# Huge POP when I turn on the 1124P



## Guest (Oct 9, 2007)

I hooked up the 1124P in anticipation of getting it calibrated with my SVS this weekend.

When I turn it on or off, I get a huge loud pop in the subs, checked all the cables, XLR from the processor to the 1124P, then XLR to the subs.

Any idea what might be set wrong?

Thanks

Michael


----------



## brucek (Apr 11, 2006)

> Any idea what might be set wrong?


Yep, no problem. All the BFD's do that. It's a cheap device and circuits haven't been added for a soft start.

The solution that most everyone uses is to leave it on all the time. It draws about as much current as a night light.

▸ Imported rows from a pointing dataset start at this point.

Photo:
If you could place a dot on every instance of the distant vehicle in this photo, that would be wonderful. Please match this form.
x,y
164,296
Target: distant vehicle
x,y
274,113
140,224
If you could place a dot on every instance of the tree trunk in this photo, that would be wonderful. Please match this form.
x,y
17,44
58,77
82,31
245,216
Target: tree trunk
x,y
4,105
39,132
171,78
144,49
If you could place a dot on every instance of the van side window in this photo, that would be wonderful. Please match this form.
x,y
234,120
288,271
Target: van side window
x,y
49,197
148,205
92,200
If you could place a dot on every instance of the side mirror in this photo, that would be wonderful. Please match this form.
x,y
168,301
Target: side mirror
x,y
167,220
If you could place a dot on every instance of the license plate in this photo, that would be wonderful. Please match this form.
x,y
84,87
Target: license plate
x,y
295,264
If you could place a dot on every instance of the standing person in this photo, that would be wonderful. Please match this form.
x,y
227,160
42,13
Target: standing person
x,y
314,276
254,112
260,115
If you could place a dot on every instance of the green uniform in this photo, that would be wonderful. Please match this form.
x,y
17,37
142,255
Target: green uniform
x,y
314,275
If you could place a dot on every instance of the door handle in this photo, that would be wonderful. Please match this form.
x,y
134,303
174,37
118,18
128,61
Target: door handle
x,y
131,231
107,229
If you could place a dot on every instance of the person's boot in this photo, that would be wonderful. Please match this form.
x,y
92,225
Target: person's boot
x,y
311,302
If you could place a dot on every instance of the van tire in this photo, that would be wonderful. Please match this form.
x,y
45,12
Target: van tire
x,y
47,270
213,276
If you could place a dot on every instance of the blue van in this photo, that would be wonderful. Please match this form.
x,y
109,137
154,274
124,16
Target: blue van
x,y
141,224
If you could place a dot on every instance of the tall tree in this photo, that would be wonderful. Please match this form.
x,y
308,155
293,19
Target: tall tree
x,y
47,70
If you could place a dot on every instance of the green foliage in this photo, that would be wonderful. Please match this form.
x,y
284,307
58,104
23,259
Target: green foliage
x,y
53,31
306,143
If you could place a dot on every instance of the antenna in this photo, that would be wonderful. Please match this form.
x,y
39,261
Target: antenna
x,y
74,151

The only other solution is a sequenced turn on and turn off. Either manually or with a controller.

brucek


----------



## toecheese (May 3, 2006)

Well, I turn on my amp after I turn on my BFD; can't sequence them because the amp draws so much.


----------



## brucek (Apr 11, 2006)

> Well, I turn on my amp after I turn on my BFD; can't sequence them because the amp draws so much


That's what I meant by sequencing. Turn on the BFD first and then the downstream component last.

brucek


----------



## Darren (Apr 20, 2006)

Or just leave the BFD on. Won't hurt anything and that's what I do.


----------